Monday, August 3, 2015

Ongoing struggle between our academic Cartesians and the pragmatic empiricism of the public

Oh, the poor Hunger Games, a vehicle for every pop psychologist and cultural commentator to load with the entirety of their tired thinking. Jonathan Alexander gives us his thoughts in The Literacy Games: Summer Lessons About Media from YA Fiction. Clearly the LA Times was needing to fill a lot of space.

I did try. I read the first half dozen paragraphs, then skimmed the next half dozen and finally skipped to the last three. Kludge is the word that comes to mind. The review is so filled with asides and non sequiturs and intellectual preening that it is difficult to discern Alexander's argument. There's a lot of speculation and very little conclusion.

I think what Alexander is trying to say is that the entire media-industrial complex around books to films to TV to books, etc. is one fraught with oddities and the unknowable. I think he wants to find a greater significance to the phenomenon of The Hunger Games than actual thinking can sustain and therefore we are pelted with the clots of abstractions and speculations.

The penultimate paragraph tries to bring the many strings together into a rope of an argument.
Dystopic stories are attractive. They appeal to a readership that feels threatened — economically in an age of downward mobility, and politically in an age of terror. But we need to be asking what kinds of stories about living and working with media these influential narratives offer. How do the stories orient young peoples to the potential power and danger of media use? What kinds of literacy practices are sponsored in them?
It is interesting to interrogate each assumption and proposition.

"Dystopic stories are attractive" - A testable statement. Yes, we can establish that Dystopic stories have a long history in YA literature (and adult) and that the genre represents a thriving component of YA book sales. We can quibble about relative standing against other genres but there is sufficient empirical evidence to take the argument at face value.

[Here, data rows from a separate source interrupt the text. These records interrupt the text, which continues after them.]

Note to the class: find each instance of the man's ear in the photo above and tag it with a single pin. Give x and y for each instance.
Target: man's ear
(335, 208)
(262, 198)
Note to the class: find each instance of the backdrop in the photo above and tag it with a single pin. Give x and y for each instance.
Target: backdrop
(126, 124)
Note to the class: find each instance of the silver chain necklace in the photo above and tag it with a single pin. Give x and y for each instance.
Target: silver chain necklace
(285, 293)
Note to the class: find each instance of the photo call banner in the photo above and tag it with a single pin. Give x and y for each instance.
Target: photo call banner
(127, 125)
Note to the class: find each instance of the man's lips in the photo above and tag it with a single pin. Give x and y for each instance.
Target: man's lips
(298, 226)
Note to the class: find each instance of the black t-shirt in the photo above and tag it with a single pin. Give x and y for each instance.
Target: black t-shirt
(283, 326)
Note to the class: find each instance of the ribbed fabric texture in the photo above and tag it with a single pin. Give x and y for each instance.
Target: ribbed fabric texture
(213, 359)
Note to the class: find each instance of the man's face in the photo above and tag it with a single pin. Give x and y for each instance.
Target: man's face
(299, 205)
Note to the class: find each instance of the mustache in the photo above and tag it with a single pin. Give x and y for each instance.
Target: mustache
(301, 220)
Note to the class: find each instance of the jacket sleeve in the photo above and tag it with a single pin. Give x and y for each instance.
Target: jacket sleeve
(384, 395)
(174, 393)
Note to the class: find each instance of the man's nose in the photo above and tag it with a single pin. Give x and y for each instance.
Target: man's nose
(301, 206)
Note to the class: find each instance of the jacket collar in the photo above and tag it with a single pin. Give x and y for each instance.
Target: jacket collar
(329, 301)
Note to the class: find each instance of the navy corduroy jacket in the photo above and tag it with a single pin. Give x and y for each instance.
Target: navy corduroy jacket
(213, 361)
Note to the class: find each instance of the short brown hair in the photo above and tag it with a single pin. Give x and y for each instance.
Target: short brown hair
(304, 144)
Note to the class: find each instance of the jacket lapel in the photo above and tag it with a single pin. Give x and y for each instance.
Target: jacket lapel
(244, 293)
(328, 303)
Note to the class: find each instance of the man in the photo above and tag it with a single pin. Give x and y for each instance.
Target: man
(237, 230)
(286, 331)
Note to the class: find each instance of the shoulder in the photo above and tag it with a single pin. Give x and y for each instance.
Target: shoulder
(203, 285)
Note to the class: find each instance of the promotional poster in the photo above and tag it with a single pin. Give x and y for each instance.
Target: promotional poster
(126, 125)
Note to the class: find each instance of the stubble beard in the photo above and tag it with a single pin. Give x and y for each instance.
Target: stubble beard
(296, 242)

"They appeal to a readership that feels threatened" - Again, an empirically testable hypothesis. Do YA read dystopian novels because they feel threatened by economic insecurity and political terror? That seems a major reach. And what might be the effect size? Dystopian novels are a small segment of the entirety of YA literature. There are significant reasons to believe that what a child chooses to read has no measurable impact on their life-outcomes. Do people read dystopian book because they actually feel threatened? I don't know but it is worth investigating. There are alternative plausible hypotheses such as "They appeal to a readership secure in their anticipation of the future who derive pleasure from might-have-been narratives."

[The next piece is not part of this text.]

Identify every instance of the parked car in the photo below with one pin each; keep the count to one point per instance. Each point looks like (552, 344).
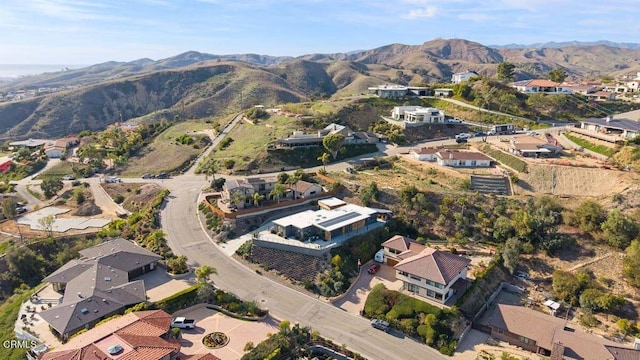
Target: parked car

"we need to be asking what kinds of stories about living and working with media these influential narratives offer" - Do they offer any stories about living and working with media? I can see where a professor of literature might conjure such an insight but how many readers actually consider this type of question and intellectually drive to an answer. I think a first approximation would be "None." Do they offer such stories and are those stories decrypted? We need evidence to support that bland assumption.

"How do the stories orient young peoples to the potential power and danger of media use?" - Much as above. There is precious little evidence that any of these stories have any lasting effect of any kind. They are read recreationally and the donut is forgotten as soon as it eaten.

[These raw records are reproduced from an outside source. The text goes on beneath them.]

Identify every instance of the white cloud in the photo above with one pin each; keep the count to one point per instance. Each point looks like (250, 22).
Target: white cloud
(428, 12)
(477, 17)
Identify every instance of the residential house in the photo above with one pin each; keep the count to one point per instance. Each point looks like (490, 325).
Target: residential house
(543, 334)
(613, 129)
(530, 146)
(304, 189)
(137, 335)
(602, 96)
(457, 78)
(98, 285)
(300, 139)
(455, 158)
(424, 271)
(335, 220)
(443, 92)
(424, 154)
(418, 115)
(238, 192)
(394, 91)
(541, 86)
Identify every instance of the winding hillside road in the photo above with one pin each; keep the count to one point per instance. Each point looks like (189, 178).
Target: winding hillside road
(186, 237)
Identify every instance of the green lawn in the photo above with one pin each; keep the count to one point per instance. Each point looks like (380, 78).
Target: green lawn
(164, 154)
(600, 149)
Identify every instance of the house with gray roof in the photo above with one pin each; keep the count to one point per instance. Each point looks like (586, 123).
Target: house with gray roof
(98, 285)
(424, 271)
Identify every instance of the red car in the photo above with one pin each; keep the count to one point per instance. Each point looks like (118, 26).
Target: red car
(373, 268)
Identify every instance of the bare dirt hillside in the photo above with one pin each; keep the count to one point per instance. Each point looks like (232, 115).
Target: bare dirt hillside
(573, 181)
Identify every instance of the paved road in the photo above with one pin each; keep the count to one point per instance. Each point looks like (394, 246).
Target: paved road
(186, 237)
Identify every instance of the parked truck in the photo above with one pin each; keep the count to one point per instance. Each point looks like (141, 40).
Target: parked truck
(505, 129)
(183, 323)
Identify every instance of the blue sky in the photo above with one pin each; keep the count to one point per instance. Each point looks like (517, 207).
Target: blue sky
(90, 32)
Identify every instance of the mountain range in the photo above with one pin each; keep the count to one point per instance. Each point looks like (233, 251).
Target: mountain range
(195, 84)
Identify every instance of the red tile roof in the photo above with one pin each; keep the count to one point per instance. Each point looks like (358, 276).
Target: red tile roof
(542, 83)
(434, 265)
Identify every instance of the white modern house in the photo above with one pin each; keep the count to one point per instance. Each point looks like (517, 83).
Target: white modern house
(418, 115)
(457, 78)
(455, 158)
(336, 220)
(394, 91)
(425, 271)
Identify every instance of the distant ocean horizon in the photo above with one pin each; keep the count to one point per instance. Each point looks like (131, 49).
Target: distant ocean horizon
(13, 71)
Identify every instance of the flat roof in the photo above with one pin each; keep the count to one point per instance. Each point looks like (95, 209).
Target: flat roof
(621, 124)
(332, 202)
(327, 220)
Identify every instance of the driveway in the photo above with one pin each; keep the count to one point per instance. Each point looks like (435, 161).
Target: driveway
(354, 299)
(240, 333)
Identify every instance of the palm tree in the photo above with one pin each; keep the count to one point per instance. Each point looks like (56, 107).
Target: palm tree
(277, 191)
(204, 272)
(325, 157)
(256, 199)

Alexander's review offers an interesting insight to the lengths to which some papers will go in order to appear relevant and cutting edge. In other respects this comes across as another in the long line of skirmishers between the Continental Rationalists (Descartes, et al) dealing in abstractions and speculative theories and the British Empiricists (Locke, et al) who likely would respond to this speculative contortion with Sergeant Friday's "Just the facts, ma'am."